Körper unter Hitzestress

Bei Temperaturen über 30 Grad muss der Körper schwer arbeiten, damit er innerlich nicht überhitzt. Eine entscheidende Rolle spielt dabei die Mikrozirkulation.

Bereits ab einer Außentemperatur von etwa 28–32 °C wird es schwierig, den Körper auf den idealen 37 °C zu halten. Der Grund: Stoffwechselprozesse im Körper erzeugen zusätzliche Wärme. Um auf Wärme zu reagieren, stellt der Körper verschiedene Mechanismen bereit. Die Hautdurchblutung wird erhöht, damit mehr Wärme an die Oberfläche transportiert werden kann. Gleichzeitig beginnt der Körper stärker zu schwitzen, um über Verdunstung Kühlung zu erzeugen. Diese Anpassung belastet den Kreislauf. Das Blut wird verstärkt in Richtung Haut umverteilt, wodurch das Herz mehr arbeiten muss. Mit jedem Grad mehr Außentemperatur wird der Energieaufwand höher, ähnlich wie bei einer Klimaanlage.

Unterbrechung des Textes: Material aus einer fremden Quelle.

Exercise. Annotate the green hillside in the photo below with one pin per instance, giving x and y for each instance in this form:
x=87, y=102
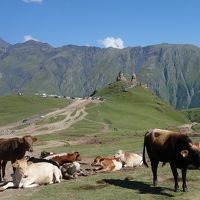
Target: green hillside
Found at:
x=15, y=108
x=192, y=114
x=133, y=109
x=171, y=71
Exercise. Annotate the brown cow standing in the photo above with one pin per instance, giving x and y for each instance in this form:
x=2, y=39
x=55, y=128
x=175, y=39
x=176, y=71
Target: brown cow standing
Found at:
x=14, y=148
x=175, y=148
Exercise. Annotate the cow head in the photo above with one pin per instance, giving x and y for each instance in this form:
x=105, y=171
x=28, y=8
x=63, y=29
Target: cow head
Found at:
x=120, y=155
x=77, y=155
x=97, y=161
x=28, y=141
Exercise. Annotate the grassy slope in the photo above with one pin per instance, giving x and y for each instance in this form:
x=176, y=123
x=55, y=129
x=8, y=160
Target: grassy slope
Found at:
x=192, y=114
x=130, y=113
x=15, y=108
x=133, y=109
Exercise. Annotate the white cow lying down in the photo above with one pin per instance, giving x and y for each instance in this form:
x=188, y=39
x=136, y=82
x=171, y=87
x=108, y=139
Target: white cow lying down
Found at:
x=31, y=175
x=129, y=159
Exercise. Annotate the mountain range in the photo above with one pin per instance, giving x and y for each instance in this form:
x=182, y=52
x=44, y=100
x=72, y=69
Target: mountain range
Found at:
x=172, y=71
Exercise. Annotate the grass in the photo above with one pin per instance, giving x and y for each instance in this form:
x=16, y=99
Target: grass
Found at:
x=51, y=120
x=118, y=123
x=15, y=108
x=192, y=114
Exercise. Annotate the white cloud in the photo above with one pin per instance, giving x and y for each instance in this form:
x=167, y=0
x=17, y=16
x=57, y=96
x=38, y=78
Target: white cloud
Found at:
x=112, y=42
x=29, y=37
x=32, y=1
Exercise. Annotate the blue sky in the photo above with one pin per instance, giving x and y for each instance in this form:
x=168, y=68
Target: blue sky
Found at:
x=102, y=23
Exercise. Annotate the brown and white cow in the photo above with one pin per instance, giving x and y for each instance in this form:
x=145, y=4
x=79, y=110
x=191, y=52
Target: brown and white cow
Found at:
x=129, y=159
x=65, y=157
x=107, y=164
x=31, y=175
x=14, y=148
x=175, y=148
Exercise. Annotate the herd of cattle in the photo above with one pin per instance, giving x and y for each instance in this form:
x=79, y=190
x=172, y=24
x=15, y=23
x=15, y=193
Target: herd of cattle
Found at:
x=162, y=146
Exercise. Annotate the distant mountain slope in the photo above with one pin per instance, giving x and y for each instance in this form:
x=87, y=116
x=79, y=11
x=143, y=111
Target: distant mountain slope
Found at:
x=171, y=71
x=132, y=109
x=3, y=45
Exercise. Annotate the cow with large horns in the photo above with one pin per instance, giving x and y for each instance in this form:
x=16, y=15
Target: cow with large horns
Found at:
x=173, y=147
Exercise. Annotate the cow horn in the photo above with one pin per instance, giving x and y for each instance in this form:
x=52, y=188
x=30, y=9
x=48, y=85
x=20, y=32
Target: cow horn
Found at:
x=184, y=153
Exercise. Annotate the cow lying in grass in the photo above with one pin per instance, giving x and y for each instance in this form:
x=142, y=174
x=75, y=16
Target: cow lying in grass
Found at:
x=107, y=164
x=14, y=148
x=129, y=159
x=33, y=174
x=65, y=157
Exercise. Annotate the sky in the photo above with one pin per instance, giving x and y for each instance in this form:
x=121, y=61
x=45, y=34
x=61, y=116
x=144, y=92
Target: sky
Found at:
x=102, y=23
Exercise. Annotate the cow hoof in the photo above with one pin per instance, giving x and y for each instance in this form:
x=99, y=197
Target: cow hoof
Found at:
x=185, y=190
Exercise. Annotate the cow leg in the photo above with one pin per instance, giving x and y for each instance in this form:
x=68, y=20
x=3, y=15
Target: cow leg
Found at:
x=175, y=174
x=154, y=166
x=14, y=169
x=184, y=172
x=4, y=169
x=0, y=171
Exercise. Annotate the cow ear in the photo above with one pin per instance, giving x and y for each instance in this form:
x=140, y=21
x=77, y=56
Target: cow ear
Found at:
x=27, y=157
x=184, y=153
x=15, y=164
x=34, y=139
x=15, y=144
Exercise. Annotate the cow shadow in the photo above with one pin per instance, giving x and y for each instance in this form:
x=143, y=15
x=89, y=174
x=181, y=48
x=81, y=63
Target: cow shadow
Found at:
x=142, y=187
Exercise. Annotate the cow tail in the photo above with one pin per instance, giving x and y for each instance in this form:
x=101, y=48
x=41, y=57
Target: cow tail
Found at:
x=144, y=159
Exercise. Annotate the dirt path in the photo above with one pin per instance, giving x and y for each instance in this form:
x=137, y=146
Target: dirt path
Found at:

Bessere Kühlung durch OPC und Vitamin C?

Damit der Körper die Idealtemperatur behält, ist eine intakte Mikrozirkulation entscheidend, da sie dafür verantwortlich ist, wie effektiv Wärme aus dem Körperinneren nach außen zur Haut transportiert wird. Ist die Mikrozirkulation eingeschränkt, verlangsamt sich dieser Wärmetransport. Dadurch droht der Körper zu überhitzen und es kann zu hitzebedingten Beschwerden wie Schwindel kommen. Zur Unterstützung der Mikrozirkulation helfen sekundäre Pflanzenstoffe wie OPC (oligomere Proanthocyanidine). Sie sorgen dafür, dass das Blut in den feinsten Kapillaren besser fließen kann. Dies ist gerade bei Hitze maßgeblich, um die Körpertemperatur konstant zu halten. Auch Vitamin C trägt zur normalen Funktion der Blutgefäße bei und unterstützt den Schutz der Zellen vor oxidativem Stress, der bei Hitze vermehrt auftritt. Dadurch sind die Gefäße besser in der Lage, auf Temperaturveränderungen zu reagieren. OPC und Vitamin C sorgen zwar nicht direkt für Kühlung, helfen dem Körper allerdings bei der natürlichen Regulation der Körpertemperatur.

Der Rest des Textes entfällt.